Global group of lawyers to hold accountable red-taggers of Filipino colleagues

IADL President Jeanne Mirer (Bulatlat file photo)

IADL President Jeanne Mirer said the attacks on Filipino lawyers are in violation of international law including the International Covenant on Civil and Political Rights, the UN Declaration on Human Rights Defenders, the UN Basic Principles on the Role of Lawyers, the Convention against Torture and even of the Fourth Geneva Convention and the Rome Statute of the International Criminal Court, among others.

By ANNE MARXZE D. UMIL
Bulatlat.com

MANILA – A global group of lawyers said it will submit complaints against Philippine government officials before international human rights bodies over red-tagging.

In a resolution adopted Feb. 7, the International Association of Democratic Lawyers (IADL) expressed their extreme concern and deplored the continued red baiting of its national affiliate, the National Union of Peoples’ Lawyers (NUPL) by government officials and agencies.

IADL President Jeanne Mirer said that red-tagging placed their colleagues as well as many members of the society in peril as many of them have been killed, put under surveillance, harassed, threatened, slandered, falsely charged and imprisoned.

Mirer said the attacks on Filipino lawyers are in violation of international law including the International Covenant on Civil and Political Rights, the UN Declaration on Human Rights Defenders, the UN Basic Principles on the Role of Lawyers, the Convention against Torture and even of the Fourth Geneva Convention and the Rome Statute of the International Criminal Court, among others.

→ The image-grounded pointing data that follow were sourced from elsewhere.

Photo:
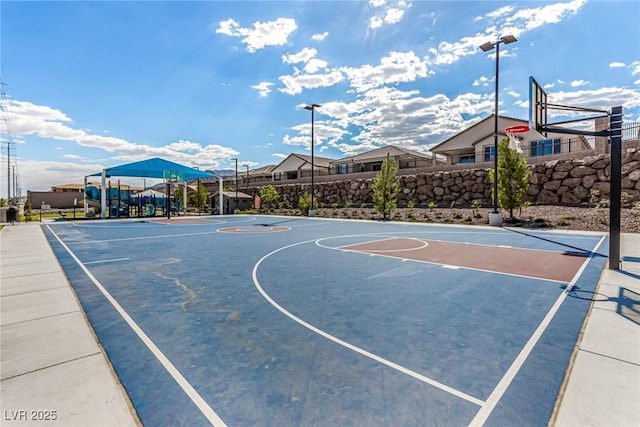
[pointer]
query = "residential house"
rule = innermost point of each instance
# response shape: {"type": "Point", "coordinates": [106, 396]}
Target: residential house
{"type": "Point", "coordinates": [371, 161]}
{"type": "Point", "coordinates": [296, 166]}
{"type": "Point", "coordinates": [476, 143]}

Thus, IADL has resolved to file complaints before the Office of the High Commissioner for Human Rights, the Special Rapporteurs on the Independence of Judges and Lawyers, Human Rights Defenders, Human Rights while countering Terrorism, and others.

The group will also make representations or engagements on this issue, or support independent or parallel initiatives with the UN Human Rights Council, the US Congress, the European Parliament and the like and ask national associations as well as other international lawyers, lawyers organizations and bar associations to do the same.

IADL also said it will study seriously the option of seeking application of the 2012 Magnitsky sanctions in the U.S. and its counterpart 2020 global human rights sanction by the European Union to be imposed on Philippine officials including Gen. Antonio Parlade and Undersecretary Lorraine Badoy, and other officials of the National Task Force to End the Local Communist Armed Conflict (NTF-ELCAC).

The group also resolved to submit a communication with the International Criminal Court on the attacks against Filipino lawyers to supplement the pending communications against President Rodrigo Duterte, and also to seek an audience with the Office of the Prosecutor in this regard.

IADL will also prepare suits in different national courts applying universal jurisdiction on applicable international conventions on torture and the like against Parlade, Badoy and other individuals and entities as may be warranted by the circumstances.

Mirer said the NUPL members have been viciously and relentlessly labeled as “communists,” “communist front,” “terrorists,” “terrorist sympathizers,” “bloodsuckers,” “high-ranking members of the Communist Party of the Philippines, “recruiters for the New People’s Army” and the like.

“They have even been baselessly accused of funneling funds to the underground and falsely accused of charging professional fees contrary to their absolute mandate as purely pro bono and pro deo human rights and public interest lawyers,” Mirer said.

She cited in particular the murder of Benjamin Ramos and “the precarious situation of many NUPL members including key leaders who are also part of the IADL leadership.”